GBPUSD to bounce back to 1.25 again. August 7, 2019

The GBP/USD pair is under the bearish pressure after breaking below 1.25 area with a daily close. As the US economy struggles with the rate cut uncertainty and weak US jobs data, the pound sterling may regain grounds against the greenback.

Britain's political challenges may impact the upcoming economic momentum as UK Prime Minister Boris Johnson recently stated that he would take Britain out of the European Union on Oct. 31 with or without an exit deal. His opponents say they will try to stop a no-deal exit even if that means forcing an early election. Moreover, Prime Minister Boris Johnson announced a 1.8 billion-pound cash injection for Britain's public health system while seeking to honor his Brexit pledges as he pushes through the country's departure from the European Union. He also committed to putting money into policing, education and regional infrastructure projects, a spending spree that opposition lawmakers describe as evidence the government is on an election footing for later this year. Additionally, President Donald Trump has promised a deal between the US and the UK would be concluded quickly once the latter leaves the European Union which is being questioned by the lawmakers already.

The UK GDP report is to be published on Friday. The figure is expected to decrease to 0.1% from the previous value of 0.3%. The Prelim GDP is likely to drop to 0.0% from the previous value of 0.5%. Manufacturing Production may slide to -0.1% from the previous value of 1.4%.

On the other hand, President Trump's trade advisor called on the US Federal Reserve to cut interest rates by further three-quarters of a point to full point by end of the year to bring US rates into line to with rates elsewhere which might lead the rate to another 75 to 100 points lower. Federal official Bullard recently stated that not much of rate cuts are going to happen soon and pressurizing the Fed for further rate cut will not be taken lightly. According to Bullard, the Fed's shift since the first of the year, from projecting continued rate hikes to cutting rates at its meeting last week, had made monetary policy "considerably" looser and had adequately offset the uncertainty caused by the US trade spat with China, as well as related global developments. Global growth is slowing, the US economy has cooled from its breakneck pace of 2018, and inflation is low. Most crucially, however, the president's erratic trade war is creating enormous uncertainty. In this type of environment, the prudent thing to do is to cut rates even before the first signs of recession.

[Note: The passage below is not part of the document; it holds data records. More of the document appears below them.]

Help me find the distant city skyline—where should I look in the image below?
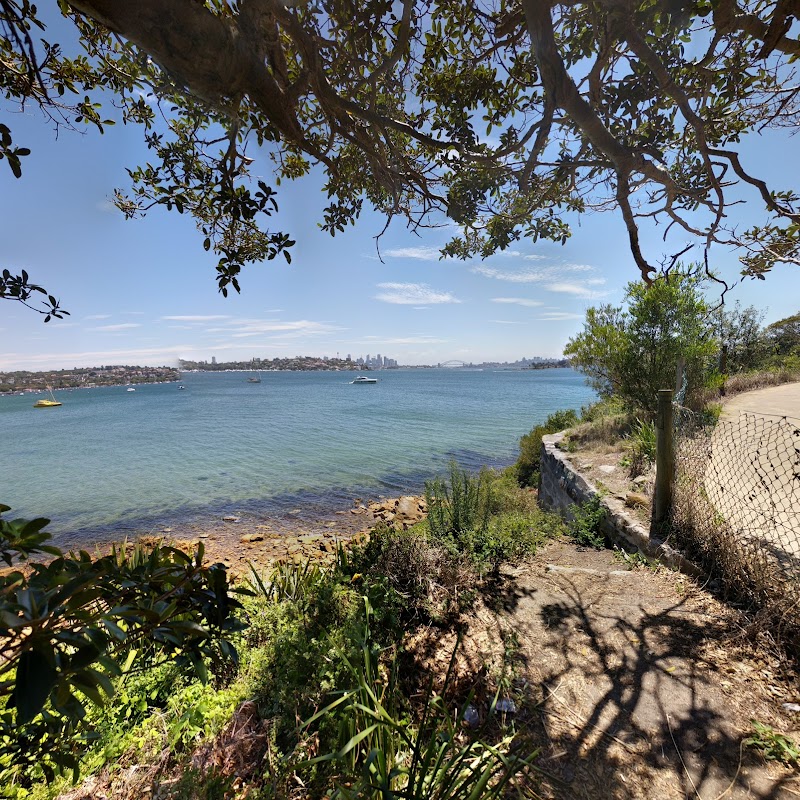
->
[0,8,800,370]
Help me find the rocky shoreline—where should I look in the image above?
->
[97,495,427,577]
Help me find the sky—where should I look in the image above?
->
[0,15,800,370]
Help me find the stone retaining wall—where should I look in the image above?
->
[539,431,699,575]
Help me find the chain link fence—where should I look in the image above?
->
[672,410,800,642]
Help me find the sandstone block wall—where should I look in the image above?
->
[539,431,698,574]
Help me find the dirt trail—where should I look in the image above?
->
[456,542,800,800]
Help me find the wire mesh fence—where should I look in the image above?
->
[672,411,800,638]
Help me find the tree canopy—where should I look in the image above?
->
[0,0,800,311]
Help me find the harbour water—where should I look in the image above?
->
[0,369,594,543]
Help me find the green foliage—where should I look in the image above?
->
[296,607,535,800]
[0,272,69,322]
[569,495,606,550]
[0,0,800,314]
[743,720,800,767]
[339,525,468,631]
[710,301,770,375]
[425,461,491,556]
[515,409,579,486]
[564,269,716,417]
[0,506,242,783]
[625,419,656,476]
[764,313,800,358]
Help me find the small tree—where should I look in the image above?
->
[712,301,770,375]
[764,313,800,356]
[564,269,717,416]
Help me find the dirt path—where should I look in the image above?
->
[450,542,800,800]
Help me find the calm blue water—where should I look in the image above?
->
[0,369,594,541]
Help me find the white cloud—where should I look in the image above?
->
[544,281,608,300]
[492,297,544,308]
[375,283,461,306]
[536,311,584,322]
[90,322,142,332]
[161,314,230,322]
[1,344,189,369]
[384,247,442,261]
[381,335,449,344]
[205,319,347,340]
[472,264,594,283]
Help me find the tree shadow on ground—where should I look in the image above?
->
[501,577,797,800]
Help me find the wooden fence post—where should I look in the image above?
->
[653,389,675,532]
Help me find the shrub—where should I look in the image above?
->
[569,495,606,550]
[425,461,491,554]
[515,409,579,486]
[300,612,535,800]
[625,419,656,477]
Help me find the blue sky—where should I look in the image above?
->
[0,14,800,370]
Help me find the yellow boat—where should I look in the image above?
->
[33,386,62,408]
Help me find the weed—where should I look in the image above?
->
[569,495,606,550]
[625,419,656,477]
[744,720,800,767]
[425,461,491,554]
[301,609,535,800]
[614,545,660,570]
[514,409,578,486]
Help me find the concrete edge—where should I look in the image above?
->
[539,431,703,577]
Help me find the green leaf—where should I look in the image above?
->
[11,649,58,725]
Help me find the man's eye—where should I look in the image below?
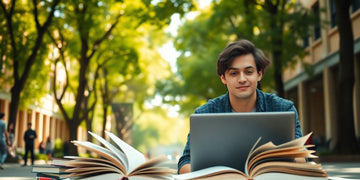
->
[246,71,254,74]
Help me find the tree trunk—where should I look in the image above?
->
[335,0,359,154]
[9,83,21,127]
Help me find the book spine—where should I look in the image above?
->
[36,176,58,180]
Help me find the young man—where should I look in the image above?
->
[0,113,10,169]
[178,40,302,174]
[23,123,37,166]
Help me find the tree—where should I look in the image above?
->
[0,0,60,131]
[158,0,313,113]
[334,0,360,154]
[48,1,123,154]
[50,0,195,154]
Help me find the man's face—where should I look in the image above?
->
[221,54,262,100]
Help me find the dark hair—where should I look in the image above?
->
[217,39,270,76]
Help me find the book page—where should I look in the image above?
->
[245,133,312,174]
[253,173,328,180]
[105,131,146,172]
[88,131,128,170]
[129,156,174,176]
[72,141,122,171]
[249,162,327,177]
[173,166,247,180]
[66,160,125,174]
[247,147,317,172]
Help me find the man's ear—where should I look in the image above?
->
[258,70,263,81]
[220,74,226,85]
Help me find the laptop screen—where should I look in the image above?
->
[190,112,295,171]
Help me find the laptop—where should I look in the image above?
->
[190,112,295,171]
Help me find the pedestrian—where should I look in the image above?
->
[0,113,10,169]
[23,122,37,166]
[45,136,54,160]
[39,140,45,154]
[8,123,16,158]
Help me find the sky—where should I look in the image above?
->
[158,0,212,72]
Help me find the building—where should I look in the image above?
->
[283,0,360,149]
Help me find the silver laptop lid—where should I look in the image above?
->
[190,112,295,171]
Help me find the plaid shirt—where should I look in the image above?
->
[178,89,302,170]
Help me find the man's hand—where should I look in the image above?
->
[179,164,191,174]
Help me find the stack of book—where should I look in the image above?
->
[32,132,176,180]
[32,164,70,180]
[33,132,329,180]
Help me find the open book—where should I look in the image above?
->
[52,132,176,180]
[173,133,328,180]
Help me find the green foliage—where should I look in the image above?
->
[157,0,314,114]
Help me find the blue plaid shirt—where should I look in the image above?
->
[178,89,302,170]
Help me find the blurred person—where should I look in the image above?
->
[39,140,45,154]
[0,113,10,169]
[45,136,54,160]
[23,122,37,166]
[8,123,16,157]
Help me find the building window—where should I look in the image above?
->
[352,0,360,12]
[329,0,336,28]
[312,2,321,40]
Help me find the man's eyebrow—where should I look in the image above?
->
[228,66,255,70]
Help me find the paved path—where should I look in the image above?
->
[0,162,360,180]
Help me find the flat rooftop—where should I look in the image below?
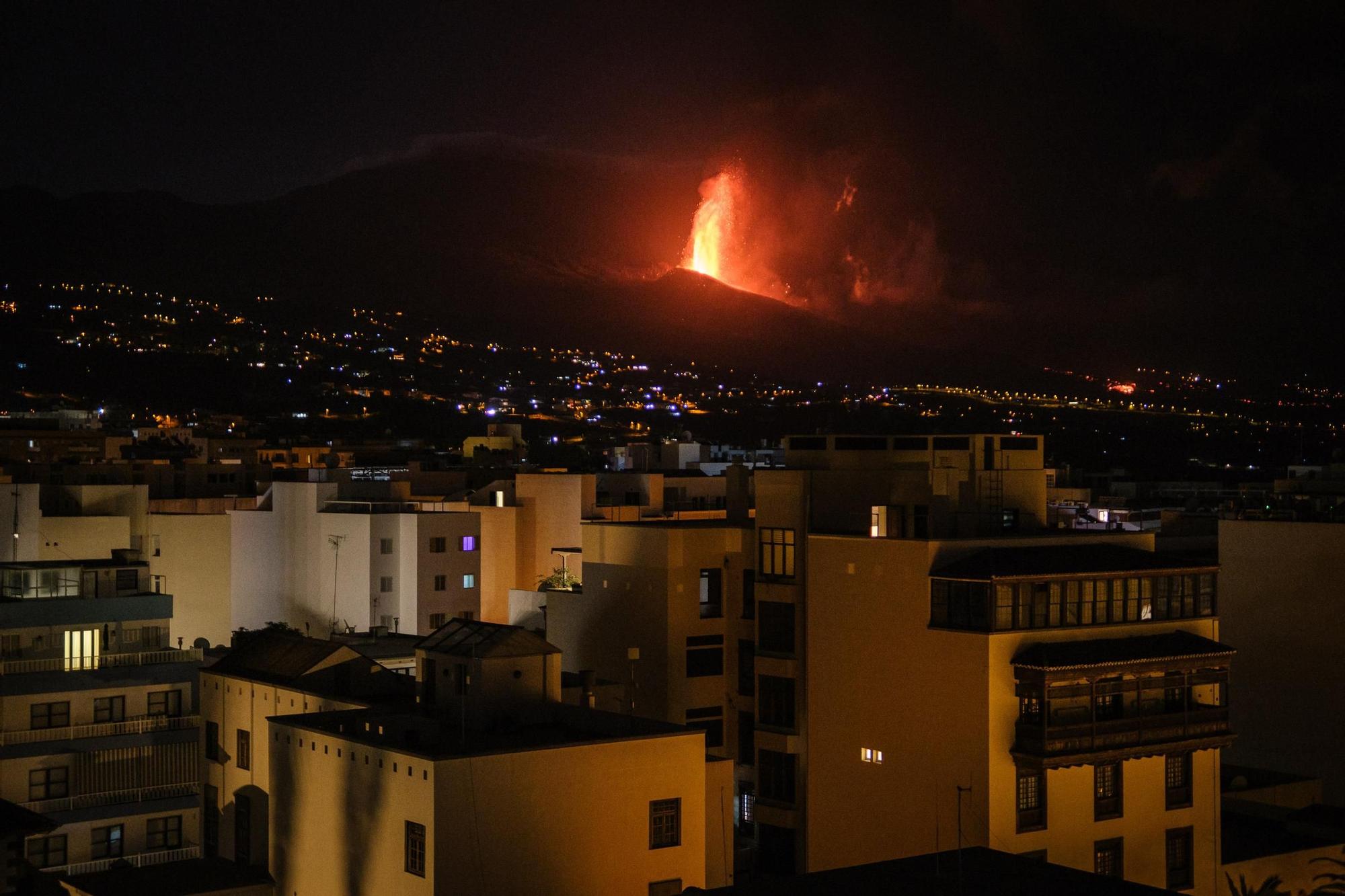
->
[270,704,702,762]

This week US PPI report is going to be published along with Core PPI and Building Permits which is expected to play a vital role in the upcoming price actions, but the sentiment is still quite dovish.

As of the current scenario, both currencies in the pair is struggling with challenges as US Fed rate cut issue and GBP's political challenges alongside weak economy ahead of Brexit in the coming months may lead to certain volatility.

TECHNICAL OVERVIEW:

The pair is trading in a bullish channel. It may sink to 1.2350. Though the price remains above 1.21. As the price is below 1.2500 area with a daily close, the bearish bias is expected to continue.